For the deconstructive attitude towards Identity to attain universal purchase, postmodernism sets up something called “essentialism” as the ideal straw enemy. In spite of prolific scholarship in the areas of “essentialism” and “strategic essentialism,” it is still not clear what essentialism is precisely, or why it holds such a dominant position in contemporary debates in theory, cultural studies, postcoloniality, and gender and ethnic studies.Why is essentialism bad, why are essentialists naive/stupid and/or evil, and why has anti-essentialism secured a monopolistic hold over theoretical–moral virtue? (p. 14)

. . . the postmodern counter-memory quite conveniently forgets the history of essentialism as it has been foisted on the non-West. It was during the modernist regime (in collusion with colonialism) that traditions were invented by the colonizer on behalf of the colonized, and as Lata Mani had demonstrated brilliantly in the context of sati, the so-called authority of indigenous traditions was created and constructed by the colonizer to legitimate and inferiorize indigenous traditions, all in one move. This so-called authority was really not representative of indigenous practices and worldviews. (p. 16)
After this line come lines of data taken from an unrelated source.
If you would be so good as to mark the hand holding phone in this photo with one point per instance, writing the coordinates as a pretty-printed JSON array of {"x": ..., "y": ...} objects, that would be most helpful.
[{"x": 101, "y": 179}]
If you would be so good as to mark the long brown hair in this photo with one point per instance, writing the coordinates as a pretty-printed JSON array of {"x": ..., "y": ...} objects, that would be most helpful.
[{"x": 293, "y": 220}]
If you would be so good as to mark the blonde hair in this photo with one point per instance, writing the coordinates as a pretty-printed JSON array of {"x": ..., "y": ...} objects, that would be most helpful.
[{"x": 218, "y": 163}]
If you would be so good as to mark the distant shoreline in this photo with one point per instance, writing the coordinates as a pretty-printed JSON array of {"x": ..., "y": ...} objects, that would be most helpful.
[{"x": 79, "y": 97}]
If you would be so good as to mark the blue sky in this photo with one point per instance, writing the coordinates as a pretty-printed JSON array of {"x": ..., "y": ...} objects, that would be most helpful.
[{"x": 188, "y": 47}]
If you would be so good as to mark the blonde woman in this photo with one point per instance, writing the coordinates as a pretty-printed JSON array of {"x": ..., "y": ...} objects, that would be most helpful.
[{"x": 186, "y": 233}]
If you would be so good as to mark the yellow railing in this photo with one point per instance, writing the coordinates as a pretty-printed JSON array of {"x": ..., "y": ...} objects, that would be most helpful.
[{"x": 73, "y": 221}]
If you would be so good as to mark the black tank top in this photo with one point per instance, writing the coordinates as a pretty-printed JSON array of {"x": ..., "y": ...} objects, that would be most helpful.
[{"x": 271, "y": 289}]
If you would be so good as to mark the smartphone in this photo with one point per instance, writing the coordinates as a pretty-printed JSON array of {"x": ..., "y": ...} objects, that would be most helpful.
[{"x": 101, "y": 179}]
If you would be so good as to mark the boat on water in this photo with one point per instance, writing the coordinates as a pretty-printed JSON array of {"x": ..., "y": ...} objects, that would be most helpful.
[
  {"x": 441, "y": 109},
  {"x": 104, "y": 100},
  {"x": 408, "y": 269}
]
This last sentence is especially important and deserves further discussion. If the "indigenous" identities imposed on subject peoples by the modernist "essentialism" of their masters were unrepresentative, i.e., inauthentic, as Radhakrishnan claims, then the reasonable way to redress this wrong would not be to attack essentialism per se but to take the trouble to understand and promote what is representative and authentic. Under the postmodern regime, however, where authenticity itself is understood as tainted by essentialism, there can be no such redress, with the result that the baby of authentic indigeneity must be tossed out with the bathwater of inauthentic colonialist "essentialism."